Invalid Metadata
Protection ID: invalid_metadata
This protection adds invalid metadata to the modules to prevent the decompiler from rebuilding them.
This protection is available in the editions:
Team Scale Enterprise
How It Works
Invalid metadata protection modifies the .NET assembly metadata in ways that confuse and break decompilers while still allowing the CLR (Common Language Runtime) to execute the code correctly. This protection injects specially crafted metadata structures that are technically valid for runtime execution but cause decompilers to generate errors or invalid code.
The CLR is more forgiving of certain metadata anomalies than decompilers, which typically expect well-formed, standard metadata structures. This protection exploits that difference to create assemblies that run normally but resist decompilation.
Parameters
This protection has no parameters or settings.
Rules configuration
shield.config.json
{
"protections": {
"invalid_metadata": {}
}
}
Modes
- Default: Add invalid metadata to prevent the code from being decompiled.
Code Example
This protection works at the assembly metadata level and doesn't require or show changes in your source code. Its effects are most noticeable when someone attempts to decompile your protected assembly and encounters errors like:
Error: Could not resolve type with token 01000321 from typeref (expected class 'System.Object' in assembly 'mscorlib, Version=4.0.0.0')
Error: Failed to resolve assembly 'AssemblyRef:0x2' at token 0x23000002
Unable to load metadata for module 'YourAssembly.dll'
Exclusions
- Exclude with attribute
Include this attribute in your source code:
[Obfuscation(Exclude = false, Feature = "-invalid_metadata")]

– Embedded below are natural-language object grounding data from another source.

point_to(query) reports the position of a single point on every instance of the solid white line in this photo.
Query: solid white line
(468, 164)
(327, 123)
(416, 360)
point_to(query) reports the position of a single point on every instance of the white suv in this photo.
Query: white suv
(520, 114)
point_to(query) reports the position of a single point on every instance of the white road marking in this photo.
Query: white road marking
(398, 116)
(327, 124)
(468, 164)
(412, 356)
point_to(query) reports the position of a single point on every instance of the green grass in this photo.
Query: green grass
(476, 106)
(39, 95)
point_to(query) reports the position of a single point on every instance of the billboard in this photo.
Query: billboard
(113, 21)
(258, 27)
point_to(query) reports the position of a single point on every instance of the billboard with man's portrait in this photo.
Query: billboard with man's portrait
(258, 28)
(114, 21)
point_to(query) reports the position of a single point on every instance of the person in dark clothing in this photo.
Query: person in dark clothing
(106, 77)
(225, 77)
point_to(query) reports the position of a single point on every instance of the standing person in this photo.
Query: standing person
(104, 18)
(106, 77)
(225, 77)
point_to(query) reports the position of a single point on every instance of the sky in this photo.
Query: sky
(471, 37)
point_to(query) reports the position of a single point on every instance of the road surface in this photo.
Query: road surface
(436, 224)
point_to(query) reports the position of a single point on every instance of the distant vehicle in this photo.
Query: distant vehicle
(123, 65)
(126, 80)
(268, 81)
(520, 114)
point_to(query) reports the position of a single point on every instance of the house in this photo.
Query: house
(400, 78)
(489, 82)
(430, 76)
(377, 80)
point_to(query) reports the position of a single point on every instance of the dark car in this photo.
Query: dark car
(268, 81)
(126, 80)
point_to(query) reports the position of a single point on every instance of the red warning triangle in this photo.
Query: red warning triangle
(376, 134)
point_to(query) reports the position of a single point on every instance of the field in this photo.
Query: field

- Exclude from the interface
You can exclude this protection from methods or classes you want using the Shield configuration interface.
When to Use
Invalid metadata protection is most effective when:
- Standalone applications: Applications that are not loaded via reflection by other applications
- Final application builds: End-user applications where the assembly is directly executed
- Desktop applications: Windows applications where the assembly is loaded directly by the OS
- Anti-decompilation strategy: As part of a comprehensive strategy to prevent reverse engineering
Use caution or avoid invalid metadata protection when:
- Plugin systems: Assemblies loaded dynamically as plugins for other applications
- Libraries referenced by reflection: If your code is loaded via reflection by another application
- AOT compilation: Applications using Ahead-of-Time compilation may have issues
- Mobile platforms: Some mobile frameworks perform stricter metadata validation
Invalid metadata can break applications that use reflection to load or inspect your assembly. Do not use this protection on libraries that are dynamically loaded or when your code will be invoked through reflection. This protection is best suited for standalone applications rather than shared libraries or plugins.
Compatibility
| Framework | Compatibility | Comments |
|---|---|---|
| .NET Core | ✔ | Not recommended if reflection is used or your application is an externally loaded plugin. |
| .NET Framework | ✔ | Not recommended if reflection is used or your application is an externally loaded plugin. |
| .NET (up to 8 version) | ✔ | Not recommended if reflection is used or your application is an externally loaded plugin. |
| .NET Standard | ✔ | Not recommended if reflection is used or your application is an externally loaded plugin. |
| Xamarin IOS | ❌ | It is pre-checked, but is automatically disabled in most cases. |
| Xamarin Android | ❌ | It is pre-checked, but is automatically disabled in most cases. |
| Xamarin MacOs | ❌ | It is pre-checked, but is automatically disabled in most cases. |
| WPF | ✔ | |
| Blazor | ✔ | |
| .NET Maui | ✔ | |
| Unity | ✔ | Not recommended if reflection is used or your application is an externally loaded plugin. |
| ASP | ✔ | |
| Silverlight | ✔ | |
| VBa (Visual Basic) or C# (CSharp) | ✔ | Not recommended if reflection is used or your application is an externally loaded plugin. |
| WinRT | ✔ |
Shield is compatible with all versions of .NET. It automatically adapts to your specific framework, whether you're using .NET 2.0, .NET 4.7, .NET Core 2.1, or Xamarin.Forms 5.0.